Unlike Sanofi, Takeda researchers took blood samples from all 20,000
trial participants before they received the vaccine. That should
allow them to see differences in the vaccine's performance in people
who had a previous dengue infection versus those who had not,
according to dengue experts.
Takeda delayed the release of its trial results for several weeks to
characterize the immune responses of all participants. The company
expects some of that data will soon be published in a peer-reviewed
medical journal.
SANOFI'S REGRET
Earlier this month, Sanofi vaccines chief David Loew told
FiercePharma that the company regretted launching Dengvaxia in
emerging markets before it was reviewed by the U.S. Food and Drug
Administration or the European Medicines Agency. It was the first
time Sanofi had taken such an approach with a vaccine, he said.

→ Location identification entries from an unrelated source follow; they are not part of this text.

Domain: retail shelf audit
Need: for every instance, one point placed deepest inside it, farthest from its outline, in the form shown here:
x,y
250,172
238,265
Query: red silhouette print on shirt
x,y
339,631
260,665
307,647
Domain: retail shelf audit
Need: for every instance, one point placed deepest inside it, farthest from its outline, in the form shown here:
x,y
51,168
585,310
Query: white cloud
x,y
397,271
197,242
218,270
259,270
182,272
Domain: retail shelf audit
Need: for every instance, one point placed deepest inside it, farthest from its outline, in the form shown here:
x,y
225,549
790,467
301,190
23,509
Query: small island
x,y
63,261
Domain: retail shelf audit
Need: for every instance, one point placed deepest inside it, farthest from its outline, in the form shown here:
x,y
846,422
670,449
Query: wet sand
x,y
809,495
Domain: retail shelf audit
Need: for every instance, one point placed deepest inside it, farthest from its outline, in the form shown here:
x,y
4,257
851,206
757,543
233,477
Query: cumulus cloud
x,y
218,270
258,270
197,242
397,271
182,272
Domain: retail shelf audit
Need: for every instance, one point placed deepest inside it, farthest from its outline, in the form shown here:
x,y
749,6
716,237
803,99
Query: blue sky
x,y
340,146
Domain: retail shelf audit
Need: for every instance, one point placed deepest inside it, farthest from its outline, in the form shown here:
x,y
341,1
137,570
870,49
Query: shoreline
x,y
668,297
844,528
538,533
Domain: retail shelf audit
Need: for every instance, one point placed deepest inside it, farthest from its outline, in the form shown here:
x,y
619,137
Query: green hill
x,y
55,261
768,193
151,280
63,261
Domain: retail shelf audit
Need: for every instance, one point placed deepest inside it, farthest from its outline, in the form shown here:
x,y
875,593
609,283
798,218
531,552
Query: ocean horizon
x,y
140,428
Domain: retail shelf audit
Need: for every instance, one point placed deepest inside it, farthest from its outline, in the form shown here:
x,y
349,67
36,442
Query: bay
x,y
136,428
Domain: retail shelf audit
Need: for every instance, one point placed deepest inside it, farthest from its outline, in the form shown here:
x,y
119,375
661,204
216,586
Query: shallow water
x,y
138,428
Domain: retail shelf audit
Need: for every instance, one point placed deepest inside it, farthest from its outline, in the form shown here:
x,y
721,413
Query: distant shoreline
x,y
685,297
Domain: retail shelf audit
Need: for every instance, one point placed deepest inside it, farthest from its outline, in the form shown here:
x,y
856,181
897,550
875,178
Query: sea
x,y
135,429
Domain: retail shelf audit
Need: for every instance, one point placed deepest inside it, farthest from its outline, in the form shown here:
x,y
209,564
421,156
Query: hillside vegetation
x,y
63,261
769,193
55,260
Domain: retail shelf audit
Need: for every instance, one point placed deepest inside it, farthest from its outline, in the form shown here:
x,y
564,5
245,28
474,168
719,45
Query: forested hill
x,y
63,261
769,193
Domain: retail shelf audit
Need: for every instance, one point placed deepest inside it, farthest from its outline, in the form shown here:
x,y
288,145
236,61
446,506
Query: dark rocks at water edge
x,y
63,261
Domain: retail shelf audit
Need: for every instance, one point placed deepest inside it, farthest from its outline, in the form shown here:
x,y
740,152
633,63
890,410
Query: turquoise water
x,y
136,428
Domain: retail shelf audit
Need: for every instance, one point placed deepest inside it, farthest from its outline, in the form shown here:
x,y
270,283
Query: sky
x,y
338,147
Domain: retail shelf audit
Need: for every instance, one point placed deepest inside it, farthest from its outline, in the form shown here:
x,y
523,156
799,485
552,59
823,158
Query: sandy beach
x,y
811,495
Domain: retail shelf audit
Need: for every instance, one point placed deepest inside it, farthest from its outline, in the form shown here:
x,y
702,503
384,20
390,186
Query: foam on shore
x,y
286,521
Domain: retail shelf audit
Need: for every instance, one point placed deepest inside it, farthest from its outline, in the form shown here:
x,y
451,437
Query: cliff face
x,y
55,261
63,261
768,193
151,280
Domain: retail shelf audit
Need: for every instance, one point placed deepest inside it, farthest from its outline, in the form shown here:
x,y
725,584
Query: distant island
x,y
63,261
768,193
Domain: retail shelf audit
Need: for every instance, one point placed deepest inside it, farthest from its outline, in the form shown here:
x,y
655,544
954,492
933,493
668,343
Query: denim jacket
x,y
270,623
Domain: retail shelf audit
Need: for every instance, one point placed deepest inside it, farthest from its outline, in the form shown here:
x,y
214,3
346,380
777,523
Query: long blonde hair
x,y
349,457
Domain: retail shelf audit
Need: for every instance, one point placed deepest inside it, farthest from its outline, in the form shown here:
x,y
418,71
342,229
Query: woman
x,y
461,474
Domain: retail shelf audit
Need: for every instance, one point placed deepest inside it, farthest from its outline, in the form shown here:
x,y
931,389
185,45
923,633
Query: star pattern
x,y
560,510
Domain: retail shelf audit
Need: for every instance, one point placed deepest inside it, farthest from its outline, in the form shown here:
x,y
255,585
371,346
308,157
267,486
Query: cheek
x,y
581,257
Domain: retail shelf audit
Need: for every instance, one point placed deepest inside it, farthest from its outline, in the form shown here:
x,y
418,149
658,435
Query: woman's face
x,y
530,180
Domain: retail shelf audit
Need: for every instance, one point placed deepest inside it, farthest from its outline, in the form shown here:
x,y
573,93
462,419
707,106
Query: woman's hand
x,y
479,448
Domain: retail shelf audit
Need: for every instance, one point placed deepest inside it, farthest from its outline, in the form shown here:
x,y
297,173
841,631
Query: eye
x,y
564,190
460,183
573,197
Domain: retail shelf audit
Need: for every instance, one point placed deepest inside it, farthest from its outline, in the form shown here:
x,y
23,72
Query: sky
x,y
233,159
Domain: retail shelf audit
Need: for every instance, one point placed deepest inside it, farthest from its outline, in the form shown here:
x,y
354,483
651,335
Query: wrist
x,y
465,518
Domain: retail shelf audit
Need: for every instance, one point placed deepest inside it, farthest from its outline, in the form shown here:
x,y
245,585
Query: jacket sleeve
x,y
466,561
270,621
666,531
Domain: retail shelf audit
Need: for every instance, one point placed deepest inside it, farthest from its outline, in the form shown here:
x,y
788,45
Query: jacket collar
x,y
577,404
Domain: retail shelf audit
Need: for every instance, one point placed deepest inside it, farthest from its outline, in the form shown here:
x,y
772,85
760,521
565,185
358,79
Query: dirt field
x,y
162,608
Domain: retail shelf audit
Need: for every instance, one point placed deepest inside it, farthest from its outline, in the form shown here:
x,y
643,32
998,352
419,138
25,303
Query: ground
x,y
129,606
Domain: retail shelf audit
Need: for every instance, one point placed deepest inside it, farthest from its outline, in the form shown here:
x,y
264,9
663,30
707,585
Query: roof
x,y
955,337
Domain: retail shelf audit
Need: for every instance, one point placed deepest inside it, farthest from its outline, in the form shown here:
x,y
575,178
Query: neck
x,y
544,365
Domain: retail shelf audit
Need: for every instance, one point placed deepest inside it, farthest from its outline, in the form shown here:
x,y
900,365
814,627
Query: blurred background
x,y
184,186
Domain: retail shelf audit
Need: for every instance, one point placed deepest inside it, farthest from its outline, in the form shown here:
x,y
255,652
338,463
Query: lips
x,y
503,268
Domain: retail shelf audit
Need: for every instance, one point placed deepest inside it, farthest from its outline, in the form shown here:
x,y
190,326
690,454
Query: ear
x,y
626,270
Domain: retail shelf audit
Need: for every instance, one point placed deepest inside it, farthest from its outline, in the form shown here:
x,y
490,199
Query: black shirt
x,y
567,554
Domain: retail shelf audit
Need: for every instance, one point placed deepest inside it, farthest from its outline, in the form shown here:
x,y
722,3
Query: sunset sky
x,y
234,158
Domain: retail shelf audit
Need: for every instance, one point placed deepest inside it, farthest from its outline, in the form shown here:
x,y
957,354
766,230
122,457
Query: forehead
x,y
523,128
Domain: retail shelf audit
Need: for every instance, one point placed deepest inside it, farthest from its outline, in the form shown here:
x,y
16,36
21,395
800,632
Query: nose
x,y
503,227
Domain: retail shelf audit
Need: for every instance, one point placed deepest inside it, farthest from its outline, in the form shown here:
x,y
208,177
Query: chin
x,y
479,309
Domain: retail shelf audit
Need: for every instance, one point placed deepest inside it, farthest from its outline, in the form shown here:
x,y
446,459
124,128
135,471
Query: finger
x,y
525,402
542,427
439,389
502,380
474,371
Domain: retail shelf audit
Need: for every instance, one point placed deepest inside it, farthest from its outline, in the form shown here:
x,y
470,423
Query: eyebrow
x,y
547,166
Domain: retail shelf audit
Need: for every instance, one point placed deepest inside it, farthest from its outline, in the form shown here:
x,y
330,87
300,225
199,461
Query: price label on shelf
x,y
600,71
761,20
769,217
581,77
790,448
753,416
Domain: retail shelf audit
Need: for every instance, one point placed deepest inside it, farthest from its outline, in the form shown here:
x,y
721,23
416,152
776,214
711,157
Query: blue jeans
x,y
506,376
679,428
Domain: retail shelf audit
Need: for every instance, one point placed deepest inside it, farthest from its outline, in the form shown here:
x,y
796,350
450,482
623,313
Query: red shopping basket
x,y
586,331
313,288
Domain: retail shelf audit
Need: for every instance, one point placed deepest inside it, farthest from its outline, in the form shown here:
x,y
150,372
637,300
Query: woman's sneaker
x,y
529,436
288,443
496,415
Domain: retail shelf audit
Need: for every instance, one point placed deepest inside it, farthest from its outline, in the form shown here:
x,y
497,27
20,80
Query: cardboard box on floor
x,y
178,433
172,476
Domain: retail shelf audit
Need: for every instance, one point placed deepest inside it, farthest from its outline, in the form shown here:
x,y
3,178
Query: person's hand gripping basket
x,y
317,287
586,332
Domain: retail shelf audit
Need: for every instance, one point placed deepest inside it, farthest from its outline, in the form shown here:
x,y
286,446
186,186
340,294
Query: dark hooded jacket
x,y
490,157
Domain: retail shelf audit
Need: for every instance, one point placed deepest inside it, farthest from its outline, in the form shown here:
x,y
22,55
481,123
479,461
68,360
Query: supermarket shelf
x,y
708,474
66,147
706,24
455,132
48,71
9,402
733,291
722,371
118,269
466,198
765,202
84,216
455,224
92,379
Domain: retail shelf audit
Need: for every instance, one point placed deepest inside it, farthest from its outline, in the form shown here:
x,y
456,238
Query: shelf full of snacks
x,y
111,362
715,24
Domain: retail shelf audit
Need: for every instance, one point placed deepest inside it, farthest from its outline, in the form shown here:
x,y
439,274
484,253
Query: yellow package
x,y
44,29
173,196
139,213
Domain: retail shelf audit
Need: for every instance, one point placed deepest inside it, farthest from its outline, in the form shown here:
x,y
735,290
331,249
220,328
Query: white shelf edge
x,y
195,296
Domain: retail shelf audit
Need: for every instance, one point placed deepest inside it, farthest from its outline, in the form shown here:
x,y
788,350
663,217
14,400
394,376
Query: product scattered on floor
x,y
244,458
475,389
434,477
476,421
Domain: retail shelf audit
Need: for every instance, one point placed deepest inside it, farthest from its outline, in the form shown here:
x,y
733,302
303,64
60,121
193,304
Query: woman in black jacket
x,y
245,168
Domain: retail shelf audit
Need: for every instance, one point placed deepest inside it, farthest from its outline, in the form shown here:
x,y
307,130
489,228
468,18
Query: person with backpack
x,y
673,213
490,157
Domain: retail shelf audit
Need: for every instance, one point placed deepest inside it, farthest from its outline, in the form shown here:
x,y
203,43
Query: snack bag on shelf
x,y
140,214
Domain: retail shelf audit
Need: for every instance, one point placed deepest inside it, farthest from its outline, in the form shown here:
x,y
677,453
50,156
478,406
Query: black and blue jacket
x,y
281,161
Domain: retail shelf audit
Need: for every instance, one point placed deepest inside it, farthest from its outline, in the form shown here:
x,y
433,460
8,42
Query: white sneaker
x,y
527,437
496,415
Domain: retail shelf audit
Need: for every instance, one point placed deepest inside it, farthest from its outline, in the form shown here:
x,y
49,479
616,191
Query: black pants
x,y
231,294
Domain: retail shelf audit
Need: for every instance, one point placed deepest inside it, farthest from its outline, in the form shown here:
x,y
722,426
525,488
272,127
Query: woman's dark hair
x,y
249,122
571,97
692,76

"Other regulatory authorities often look to the FDA and EMA for
their own guidelines," Loew told Reuters via email.
To share its data with endemic countries and answer questions on
Dengvaxia, Sanofi took part in a three-day meeting hosted by the
World Health Organization and the Dengue Vaccine Initiative in July
2015. Regulators from seven countries where dengue poses the biggest
threat, including the Philippines, were there.
Dengvaxia has since won European approval for people living in
endemic areas who have a documented prior infection. The vaccine is
also under FDA review.
Dr. Joachim Hombach, senior health adviser in WHO's vaccine
department, said that governments in dengue-endemic countries in
Latin America and Asia are now "highly sensitized" to the potential
risks in the wake of Dengvaxia.
"We will be looking at this very carefully," Hombach said of
Takeda's data.
Takeda is undeterred.
The company plans to file in the U.S. and Europe within a year of
filing in dengue-endemic countries, Venkayya said. Takeda and dengue
experts are already planning ways to review the latest vaccine data
with those regulators.
The Global Dengue & Aedes-Transmitted Diseases Consortium (GDAC), a
group funded in part by drugmakers that works closely with WHO,
scheduled a meeting for early March in Bangkok with regulators from
at least six countries to take a first look at Takeda's results,
said Dr. In-Kyu Yoon, director of GDAC.
Yoon said the meeting will be paid for by the International Vaccine
Institute, funded largely by charities and the Korean government. He
plans to ask countries whether they want a joint regulatory review
similar to the one Sanofi attended in 2015.
"Right now, there is clearly some caution," Yoon said.